Insurance organisation Zurich UK has seen almost three-quarters (70%) of its employees who have become new fathers take advantage of its paternity benefit since it launched in December 2019.
Through conducting a survey with OnePoll, involving 1,000 employees, the organisation also found that over three-quarters (78%) of the organisation’s new fathers were taking at least three months of leave to spend with their new child.
Zurich introduced the paternity benefit to equalise maternity, adoption and paternity leave, offering 16 weeks of full pay for all working parents who have worked within the organisation for more than 26 weeks.
Before these paternity benefits were offered to employees, working fathers could only choose to take up additional leave under Zurich’s shared parental leave scheme.
Under the shared parental leave policy, working parents can apply for statutory leave if they have a baby or are adopting.
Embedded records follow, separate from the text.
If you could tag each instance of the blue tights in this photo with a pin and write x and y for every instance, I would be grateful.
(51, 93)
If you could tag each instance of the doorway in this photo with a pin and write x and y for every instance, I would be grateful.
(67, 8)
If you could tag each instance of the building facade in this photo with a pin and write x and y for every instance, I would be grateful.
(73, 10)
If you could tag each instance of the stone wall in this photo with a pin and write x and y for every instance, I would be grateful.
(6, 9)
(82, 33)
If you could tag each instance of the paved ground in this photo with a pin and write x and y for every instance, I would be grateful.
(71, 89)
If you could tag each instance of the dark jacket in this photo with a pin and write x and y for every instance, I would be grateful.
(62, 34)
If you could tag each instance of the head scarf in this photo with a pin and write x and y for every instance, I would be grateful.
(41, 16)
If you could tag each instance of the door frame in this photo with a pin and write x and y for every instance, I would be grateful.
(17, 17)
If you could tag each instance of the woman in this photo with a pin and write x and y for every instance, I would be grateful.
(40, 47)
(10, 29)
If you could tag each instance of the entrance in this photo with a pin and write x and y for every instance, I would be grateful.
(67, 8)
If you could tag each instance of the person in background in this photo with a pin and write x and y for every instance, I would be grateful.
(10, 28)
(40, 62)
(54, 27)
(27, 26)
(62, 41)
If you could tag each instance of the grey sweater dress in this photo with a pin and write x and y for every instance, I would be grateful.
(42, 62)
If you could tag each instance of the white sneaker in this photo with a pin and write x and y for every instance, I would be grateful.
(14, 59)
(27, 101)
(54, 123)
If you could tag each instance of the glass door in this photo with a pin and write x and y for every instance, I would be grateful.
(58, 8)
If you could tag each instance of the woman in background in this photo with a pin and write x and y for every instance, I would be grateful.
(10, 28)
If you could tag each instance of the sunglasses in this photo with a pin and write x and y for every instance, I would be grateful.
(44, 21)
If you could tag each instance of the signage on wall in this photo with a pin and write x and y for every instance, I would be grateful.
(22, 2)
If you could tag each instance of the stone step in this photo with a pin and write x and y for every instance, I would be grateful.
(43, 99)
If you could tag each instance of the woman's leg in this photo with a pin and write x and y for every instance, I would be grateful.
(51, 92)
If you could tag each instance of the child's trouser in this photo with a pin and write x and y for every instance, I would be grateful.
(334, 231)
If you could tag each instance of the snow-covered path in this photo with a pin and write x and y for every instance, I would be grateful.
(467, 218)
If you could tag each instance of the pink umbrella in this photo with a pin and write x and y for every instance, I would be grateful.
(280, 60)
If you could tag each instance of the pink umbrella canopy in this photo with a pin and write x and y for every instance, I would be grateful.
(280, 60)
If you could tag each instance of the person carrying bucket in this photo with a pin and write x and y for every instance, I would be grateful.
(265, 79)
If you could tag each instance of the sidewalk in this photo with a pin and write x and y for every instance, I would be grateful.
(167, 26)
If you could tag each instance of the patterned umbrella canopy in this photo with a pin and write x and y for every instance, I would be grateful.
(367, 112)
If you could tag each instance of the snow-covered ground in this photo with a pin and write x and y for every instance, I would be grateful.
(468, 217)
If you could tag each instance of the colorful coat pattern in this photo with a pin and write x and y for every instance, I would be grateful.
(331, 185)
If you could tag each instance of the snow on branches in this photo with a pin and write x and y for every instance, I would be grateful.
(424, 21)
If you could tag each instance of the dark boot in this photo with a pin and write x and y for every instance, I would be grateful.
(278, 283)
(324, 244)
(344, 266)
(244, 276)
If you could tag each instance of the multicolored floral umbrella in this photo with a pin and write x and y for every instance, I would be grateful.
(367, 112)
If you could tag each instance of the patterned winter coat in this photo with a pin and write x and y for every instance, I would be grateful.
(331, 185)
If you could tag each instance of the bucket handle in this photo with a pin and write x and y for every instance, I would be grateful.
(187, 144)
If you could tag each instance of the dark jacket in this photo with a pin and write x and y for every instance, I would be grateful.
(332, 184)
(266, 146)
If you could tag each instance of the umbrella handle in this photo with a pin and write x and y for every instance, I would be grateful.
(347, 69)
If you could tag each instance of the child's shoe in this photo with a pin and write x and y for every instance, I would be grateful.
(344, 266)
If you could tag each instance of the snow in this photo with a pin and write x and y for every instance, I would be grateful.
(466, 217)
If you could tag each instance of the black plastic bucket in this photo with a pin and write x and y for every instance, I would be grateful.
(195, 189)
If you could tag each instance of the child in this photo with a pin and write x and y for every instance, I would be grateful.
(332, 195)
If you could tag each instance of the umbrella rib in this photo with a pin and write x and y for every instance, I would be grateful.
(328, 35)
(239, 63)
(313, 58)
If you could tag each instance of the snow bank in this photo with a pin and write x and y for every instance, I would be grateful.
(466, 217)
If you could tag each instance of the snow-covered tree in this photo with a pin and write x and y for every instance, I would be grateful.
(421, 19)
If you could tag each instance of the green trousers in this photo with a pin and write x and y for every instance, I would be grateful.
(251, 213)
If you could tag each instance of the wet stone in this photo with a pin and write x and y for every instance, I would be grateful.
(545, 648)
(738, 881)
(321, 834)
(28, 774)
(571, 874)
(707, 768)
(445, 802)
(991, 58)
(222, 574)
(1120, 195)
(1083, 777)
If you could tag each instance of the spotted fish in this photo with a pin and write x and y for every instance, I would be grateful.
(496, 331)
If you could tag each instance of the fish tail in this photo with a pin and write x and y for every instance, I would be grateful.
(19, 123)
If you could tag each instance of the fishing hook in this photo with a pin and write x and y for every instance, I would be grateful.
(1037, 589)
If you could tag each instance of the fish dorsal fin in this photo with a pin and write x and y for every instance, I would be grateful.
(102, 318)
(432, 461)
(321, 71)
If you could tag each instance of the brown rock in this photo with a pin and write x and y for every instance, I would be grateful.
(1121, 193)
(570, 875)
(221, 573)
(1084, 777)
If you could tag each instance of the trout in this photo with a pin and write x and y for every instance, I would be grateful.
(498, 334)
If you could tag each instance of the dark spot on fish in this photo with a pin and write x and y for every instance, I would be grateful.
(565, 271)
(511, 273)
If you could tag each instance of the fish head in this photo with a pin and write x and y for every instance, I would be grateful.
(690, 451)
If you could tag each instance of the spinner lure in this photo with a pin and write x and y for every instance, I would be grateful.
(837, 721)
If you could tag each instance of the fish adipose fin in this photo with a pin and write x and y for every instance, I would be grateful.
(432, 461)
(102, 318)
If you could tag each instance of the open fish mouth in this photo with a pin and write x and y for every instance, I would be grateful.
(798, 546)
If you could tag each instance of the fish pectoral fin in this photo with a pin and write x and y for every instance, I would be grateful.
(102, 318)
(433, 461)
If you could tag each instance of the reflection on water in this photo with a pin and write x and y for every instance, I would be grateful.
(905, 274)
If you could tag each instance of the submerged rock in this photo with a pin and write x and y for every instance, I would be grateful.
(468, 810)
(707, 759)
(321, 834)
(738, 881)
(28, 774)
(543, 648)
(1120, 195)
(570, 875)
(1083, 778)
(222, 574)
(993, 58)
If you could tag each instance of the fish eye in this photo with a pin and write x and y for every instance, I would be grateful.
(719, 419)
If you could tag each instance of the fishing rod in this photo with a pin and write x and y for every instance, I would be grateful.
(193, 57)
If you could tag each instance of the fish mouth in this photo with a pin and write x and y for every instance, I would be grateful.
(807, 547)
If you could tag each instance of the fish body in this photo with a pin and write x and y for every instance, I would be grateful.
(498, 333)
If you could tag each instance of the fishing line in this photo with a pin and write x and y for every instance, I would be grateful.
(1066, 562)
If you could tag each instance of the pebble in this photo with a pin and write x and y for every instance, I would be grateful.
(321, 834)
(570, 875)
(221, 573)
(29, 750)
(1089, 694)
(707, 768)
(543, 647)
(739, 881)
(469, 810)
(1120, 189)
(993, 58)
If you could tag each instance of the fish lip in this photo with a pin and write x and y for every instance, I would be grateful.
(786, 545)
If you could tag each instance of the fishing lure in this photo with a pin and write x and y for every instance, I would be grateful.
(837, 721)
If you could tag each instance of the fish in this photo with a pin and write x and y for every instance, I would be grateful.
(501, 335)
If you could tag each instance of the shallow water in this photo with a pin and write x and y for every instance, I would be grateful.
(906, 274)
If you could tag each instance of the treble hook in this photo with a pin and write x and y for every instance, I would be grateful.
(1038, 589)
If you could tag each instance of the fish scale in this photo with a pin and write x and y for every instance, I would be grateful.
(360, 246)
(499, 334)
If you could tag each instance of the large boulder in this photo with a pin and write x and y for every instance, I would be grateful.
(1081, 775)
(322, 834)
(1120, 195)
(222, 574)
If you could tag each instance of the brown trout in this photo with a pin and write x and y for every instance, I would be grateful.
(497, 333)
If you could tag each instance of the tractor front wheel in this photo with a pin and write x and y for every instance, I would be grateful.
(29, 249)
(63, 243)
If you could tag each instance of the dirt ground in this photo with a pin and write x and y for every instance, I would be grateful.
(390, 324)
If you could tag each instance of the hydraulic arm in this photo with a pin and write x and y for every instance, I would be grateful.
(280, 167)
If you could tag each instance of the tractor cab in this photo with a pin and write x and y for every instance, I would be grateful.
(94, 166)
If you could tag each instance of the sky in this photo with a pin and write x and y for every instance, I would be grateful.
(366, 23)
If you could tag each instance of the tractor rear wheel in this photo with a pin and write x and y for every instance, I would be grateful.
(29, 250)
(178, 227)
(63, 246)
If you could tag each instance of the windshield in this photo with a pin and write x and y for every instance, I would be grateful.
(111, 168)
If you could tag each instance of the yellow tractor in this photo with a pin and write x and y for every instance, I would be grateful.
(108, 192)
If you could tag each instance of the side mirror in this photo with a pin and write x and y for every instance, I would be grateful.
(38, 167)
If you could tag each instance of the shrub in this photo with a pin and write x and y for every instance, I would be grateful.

It enables employees to share up to 50 weeks of leave and up to 37 weeks of Statutory Paternity Pay between them at £151.20 per week. Both parents need to have been employed continuously by their employer for at least 26 weeks.
Zurich also provides its employees with up to 16 weeks full pay for premature births, a new IVF policy offering 16 days leave in a 12-month period for the birth parents of an in-vitro fertilization child (IVF). Employees that experience a miscarriage receive one week paid leave, while the business also offers flexible working patterns and shift times. Parents that experience the poor health of a parent, partner, spouse, or child will receive one month paid leave at full pay.
Steve Collinson, head of HR at Zurich, said: “The reaction we have had from parents about our gender-neutral family leave policy has been overwhelmingly positive, with the majority of parents telling us of their intention to take the full 16 weeks leave. This forms part of a broader approach to family-friendly working and flexibility for parents and carers.
“It is 2020, family life has moved on, and our approach as employers must too. By enhancing statutory provision for all parents, we are supporting employees in playing a more active role in family life. To allow more families to benefit, we would urge the government to enhance the statutory pay for fathers and second parents, which, in turn, will shift the dial and encourage more employers to follow suit.”